The new law, Senate Bill 13, comes as Republican-led states, including neighboring Texas and Arizona, write and pass legislation to ban abortion and gender-affirming care.
“If we don’t protect providers, you can say you have access, when in fact you do not,” Lujan Grisham said at the bill signing. “The best barrier is to tell providers not to get trained here, not to provide access, not to do the work.”
Effort to protect abortion medical providers and patients passes Senate
University of New Mexico Department of Ob-Gyn Chair Eve Espey told the lawmakers and activists present that providers in the state are working to keep up with significantly higher rates of patients seeking reproductive healthcare from out-of-state.
“Sometimes I feel like those 40 million patients are coming to our clinic everyday,” she said.
Charlene Bencomo is the executive director of Bold Futures, a non-profit that advocates on issues affecting women of color in the state.. She said it’s a huge undertaking for reproductive healthcare providers to meet the needs of New Mexicans. Bencomo said hurdles already existed before Roe v. Wade was struck down last year, including access issues to care for patients traveling due to restrictions in their home state.
Bold Futures released a guide for reproductive healthcare providers in the state, including those who’ve moved from out of state to practice in New Mexico, on best practices for providing inclusive services that are mindful of existing communities and needs.
“We want to make sure that people aren’t just coming here because they were pushed out of somewhere else,” Bencomo said, “But that they’re a part of the community.”
She said that includes working with rural and other underserved communities, incorporating the large network of doulas and midwives in the state and providing reproductive care beyond abortions.
Equality New Mexico Executive Director Marshall Martinez said the new law sends an important message to neighboring states and states with bans on gender-affirming care, which is “That those trans and non-binary folks, their families, their friends and their providers know that what they do in New Mexico is protected and safe.”
He added that the next crucial step is to increase the number of providers in the state.

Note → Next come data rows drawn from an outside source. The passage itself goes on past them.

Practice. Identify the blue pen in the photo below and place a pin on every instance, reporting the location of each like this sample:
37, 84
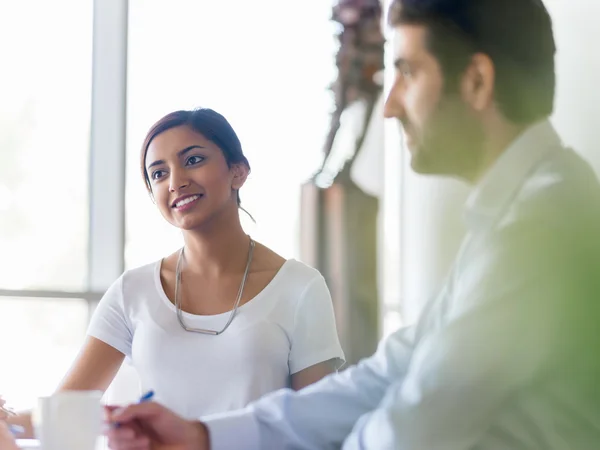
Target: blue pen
16, 429
144, 398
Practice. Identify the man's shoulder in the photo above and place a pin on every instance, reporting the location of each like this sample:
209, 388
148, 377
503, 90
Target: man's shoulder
561, 193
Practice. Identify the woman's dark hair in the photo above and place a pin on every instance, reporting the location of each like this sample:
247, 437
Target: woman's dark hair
516, 35
210, 124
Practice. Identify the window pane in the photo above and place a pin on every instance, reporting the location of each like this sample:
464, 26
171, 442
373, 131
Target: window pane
44, 133
40, 338
268, 76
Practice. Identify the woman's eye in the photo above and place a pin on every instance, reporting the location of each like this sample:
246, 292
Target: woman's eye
194, 160
157, 174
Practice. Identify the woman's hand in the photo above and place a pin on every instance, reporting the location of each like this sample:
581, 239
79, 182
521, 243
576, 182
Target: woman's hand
7, 442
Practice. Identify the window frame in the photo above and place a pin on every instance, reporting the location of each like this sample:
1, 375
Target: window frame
106, 201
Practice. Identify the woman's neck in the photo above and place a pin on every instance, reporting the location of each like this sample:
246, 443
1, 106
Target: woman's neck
218, 250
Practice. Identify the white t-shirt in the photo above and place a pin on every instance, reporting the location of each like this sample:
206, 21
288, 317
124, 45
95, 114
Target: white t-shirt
286, 328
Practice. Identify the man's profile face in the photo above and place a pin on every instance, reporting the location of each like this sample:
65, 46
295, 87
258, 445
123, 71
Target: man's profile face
441, 132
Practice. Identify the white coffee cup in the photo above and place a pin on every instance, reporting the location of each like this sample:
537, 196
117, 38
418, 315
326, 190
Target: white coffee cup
69, 420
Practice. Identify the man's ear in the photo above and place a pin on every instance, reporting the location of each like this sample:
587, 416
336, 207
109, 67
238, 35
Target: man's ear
240, 175
477, 86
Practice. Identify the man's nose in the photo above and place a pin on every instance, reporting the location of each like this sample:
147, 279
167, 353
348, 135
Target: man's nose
393, 104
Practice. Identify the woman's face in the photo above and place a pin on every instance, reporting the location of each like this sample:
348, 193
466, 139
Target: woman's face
190, 179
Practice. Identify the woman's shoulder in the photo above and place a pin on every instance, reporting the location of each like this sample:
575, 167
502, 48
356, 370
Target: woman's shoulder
292, 271
140, 278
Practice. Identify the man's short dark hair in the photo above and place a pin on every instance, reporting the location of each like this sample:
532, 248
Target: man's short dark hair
516, 34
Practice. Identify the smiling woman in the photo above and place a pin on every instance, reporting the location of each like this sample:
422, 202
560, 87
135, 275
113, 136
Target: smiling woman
223, 301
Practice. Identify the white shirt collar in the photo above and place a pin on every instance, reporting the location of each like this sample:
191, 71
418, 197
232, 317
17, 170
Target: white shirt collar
499, 185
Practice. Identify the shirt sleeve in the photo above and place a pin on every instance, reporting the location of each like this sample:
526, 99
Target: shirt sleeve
502, 327
314, 337
110, 323
320, 415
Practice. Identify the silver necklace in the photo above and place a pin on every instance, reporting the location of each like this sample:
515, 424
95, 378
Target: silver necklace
237, 301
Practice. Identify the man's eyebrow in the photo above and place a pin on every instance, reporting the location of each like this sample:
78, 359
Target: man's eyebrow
401, 62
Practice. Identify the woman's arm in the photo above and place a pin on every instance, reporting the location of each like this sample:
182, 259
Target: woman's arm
312, 374
94, 369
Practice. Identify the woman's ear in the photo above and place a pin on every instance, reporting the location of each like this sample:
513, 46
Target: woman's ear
240, 175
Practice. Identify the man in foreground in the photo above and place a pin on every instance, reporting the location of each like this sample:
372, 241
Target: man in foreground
504, 357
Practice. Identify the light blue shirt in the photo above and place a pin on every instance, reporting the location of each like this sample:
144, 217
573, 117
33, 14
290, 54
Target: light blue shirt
487, 366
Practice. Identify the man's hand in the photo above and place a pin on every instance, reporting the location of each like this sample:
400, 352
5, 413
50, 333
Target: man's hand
152, 426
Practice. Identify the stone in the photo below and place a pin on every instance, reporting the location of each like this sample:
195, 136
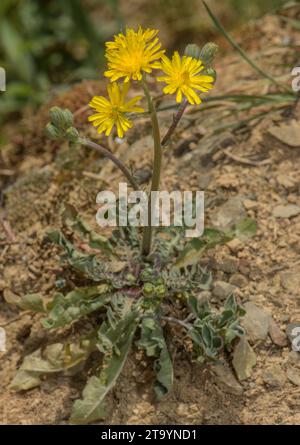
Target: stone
274, 376
244, 359
293, 334
277, 336
222, 290
293, 374
228, 265
230, 213
226, 380
235, 245
290, 280
249, 204
256, 322
203, 297
287, 211
289, 133
238, 280
286, 181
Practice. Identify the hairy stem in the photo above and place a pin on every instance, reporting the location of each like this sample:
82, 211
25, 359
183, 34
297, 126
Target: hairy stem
105, 152
147, 232
176, 119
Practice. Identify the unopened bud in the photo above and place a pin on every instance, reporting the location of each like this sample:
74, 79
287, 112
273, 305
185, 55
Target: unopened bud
192, 50
53, 132
208, 53
61, 118
72, 134
211, 72
148, 289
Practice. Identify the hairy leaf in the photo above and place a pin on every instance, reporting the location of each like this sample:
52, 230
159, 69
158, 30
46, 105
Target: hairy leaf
76, 304
152, 340
91, 406
54, 358
32, 302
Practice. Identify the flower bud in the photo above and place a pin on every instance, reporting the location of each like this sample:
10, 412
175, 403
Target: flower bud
61, 118
211, 72
52, 131
148, 289
192, 50
208, 53
68, 118
72, 134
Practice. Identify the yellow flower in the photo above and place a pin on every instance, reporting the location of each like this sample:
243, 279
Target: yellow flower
183, 77
131, 54
113, 111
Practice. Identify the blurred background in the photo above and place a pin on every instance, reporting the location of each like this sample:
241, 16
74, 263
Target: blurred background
47, 45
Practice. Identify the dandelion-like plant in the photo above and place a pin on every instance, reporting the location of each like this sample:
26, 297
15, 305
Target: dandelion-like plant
132, 57
136, 301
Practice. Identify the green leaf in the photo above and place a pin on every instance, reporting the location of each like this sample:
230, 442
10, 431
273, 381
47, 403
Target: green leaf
54, 358
33, 302
64, 309
152, 340
195, 248
91, 406
245, 229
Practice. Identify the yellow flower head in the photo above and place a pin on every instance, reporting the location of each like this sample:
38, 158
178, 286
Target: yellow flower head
131, 54
113, 111
183, 77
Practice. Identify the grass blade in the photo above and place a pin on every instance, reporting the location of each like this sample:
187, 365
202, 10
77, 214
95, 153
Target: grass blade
241, 51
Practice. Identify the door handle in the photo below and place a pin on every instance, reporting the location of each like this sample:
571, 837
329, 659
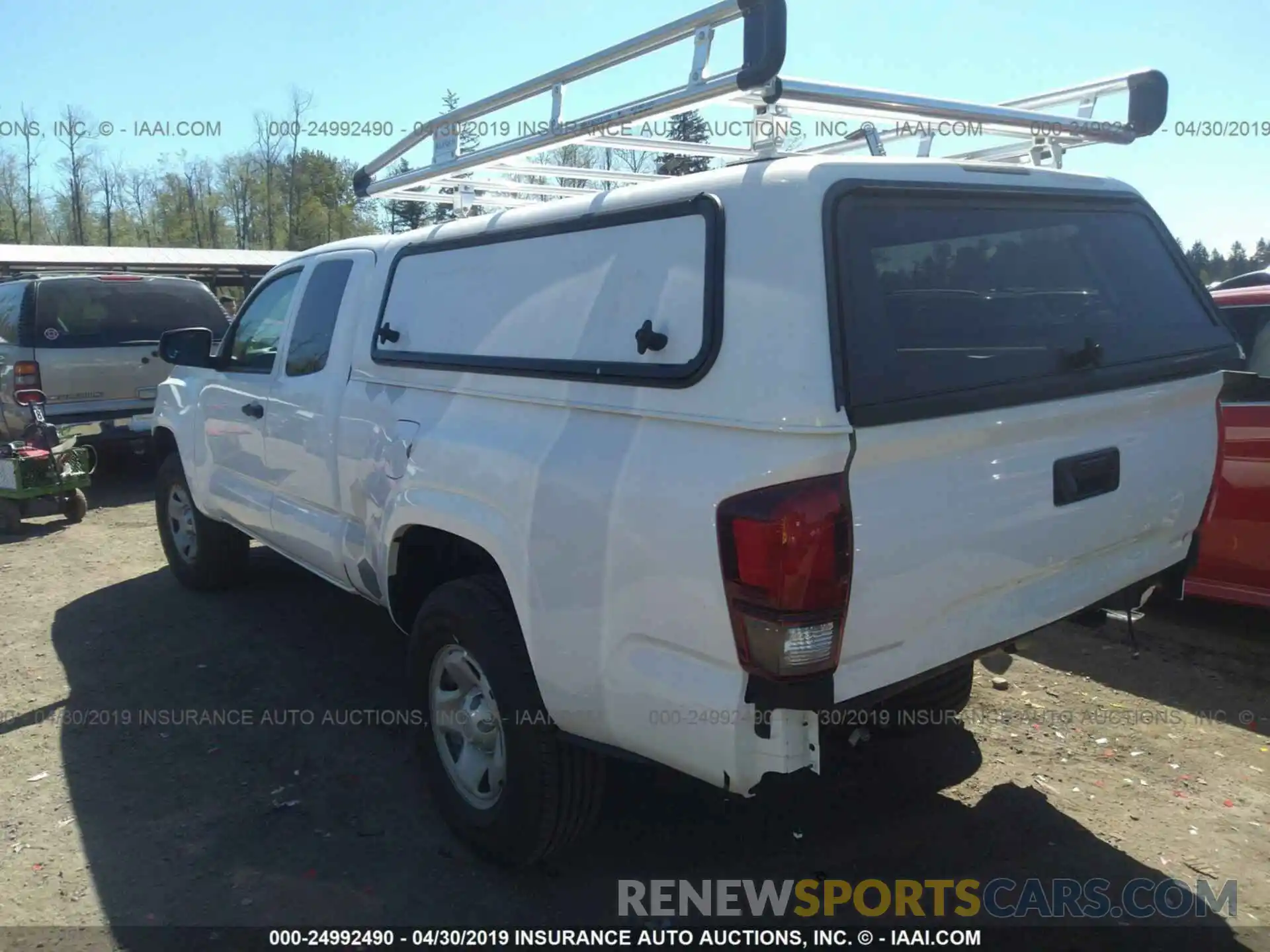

State Supreme Court suspends ordinances restricting abortion access
The governor said that she expects court challenges in the future from states banning these healthcare services, but is confident that New Mexico law can withstand them.
“We’re going to have to wait and see what the federal landscape looks like for some of those federal challenges,” she said. “I think it’s hard to predict.”
This is the second of two reproductive healthcare bills that the governor has signed into law this year. The first, House Bill 7, banned local governments and other public bodies from restricting abortion or gender-affirming care.